The timing of the announcement, coming close to most financial institutions' financial year-ends, is significant in this respect. Reducing exposure levels at this time of year in order to manage the year-end balance sheet position is not especially new. Indeed, it was widely reported at the end of 2001 that this issue was one of the reasons that led to the shift from sub-underwriting to take-and-hold for this very facility. As the initial effort was launched towards the end of the year, with the retail phase planned for early 2002, the banks invited to participate were nervous about holding underwriting positions over a year-end in such an uncertain market.
However, this practice is becoming more common also because more and more banks adopt mark-to-market practices for their loan books. In essence, this practice requires financial institutions to value their loan portfolios periodically, and in particular, to reflect any loans valued below par at that reduced level on their balance sheets. For quite some time loans held as ?inventory? – that is, held as a trading asset or pending distribution through the syndication process – have been required to be valued based on market information. However, the retained exposure from such facilities has historically been held at par in the absence of specific write-offs or provisions. This is no longer the case and as a result banks and other loan investors, particularly in Europe, have an awkward problem to deal with.
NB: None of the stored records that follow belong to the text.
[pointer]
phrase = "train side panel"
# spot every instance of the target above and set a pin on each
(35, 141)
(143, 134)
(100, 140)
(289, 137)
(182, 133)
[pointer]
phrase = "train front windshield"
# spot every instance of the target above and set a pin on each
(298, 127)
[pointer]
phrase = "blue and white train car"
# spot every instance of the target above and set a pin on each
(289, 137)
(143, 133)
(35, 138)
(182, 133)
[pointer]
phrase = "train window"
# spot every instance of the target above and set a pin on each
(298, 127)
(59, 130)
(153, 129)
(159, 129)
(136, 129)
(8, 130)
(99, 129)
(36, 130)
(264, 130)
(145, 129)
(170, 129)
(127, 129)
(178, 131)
What exactly is the market price of a loan asset, especially something as illiquid as a leveraged loan?
In the case of the Valentia transaction, it may be that tightening internal controls not only put pressure on loan portfolio managers' position limits (especially if the arrangers were long) with respect to the facility, but also the veracity of its carrying value too. At the time the retail phase was cancelled, the arrangers reported that they had achieved around 75 per cent of their targeted sell-down levels. This may of course have simply been bravura on their part in the face of failure, but if we take it at face value, why then the pressure to reduce exposure levels now? Significantly, in order to entice new investors into the transaction, the arrangers also announced that the pricing had been flexed once again with the margins on each tranche increased by 50bp. Conveniently, this would also increase the price at which the loan would trade in the market, reducing any fall in the reported value of the loan from the arrangers' standpoint. Thus the ?problem? can be fixed in two ways through the ability to trade the loan: balance sheet exposures are reduced (assuming there are takers for the asset at the new pricing level), and the value of the remaining positions is both more transparent and closer to par.
PEI has discussed valuation and transparency issues in the context of private equity transactions on a number of occasions. As the above example illustrates, this is a wide-ranging theme not simply restricted to the equity players but, increasingly, includes the providers of debt too. Looking ahead, something as simple as the date may affect underwriting LBO debt facilities, and therefore sponsors will effectively need to get deals done prior to banks' annual cut-off point. Though in the past only an issue in times of unsettled markets, with the implementation phase of the new capital regime for banks fast approaching and the number of active large underwriters shrinking, this could well become a major factor going forward.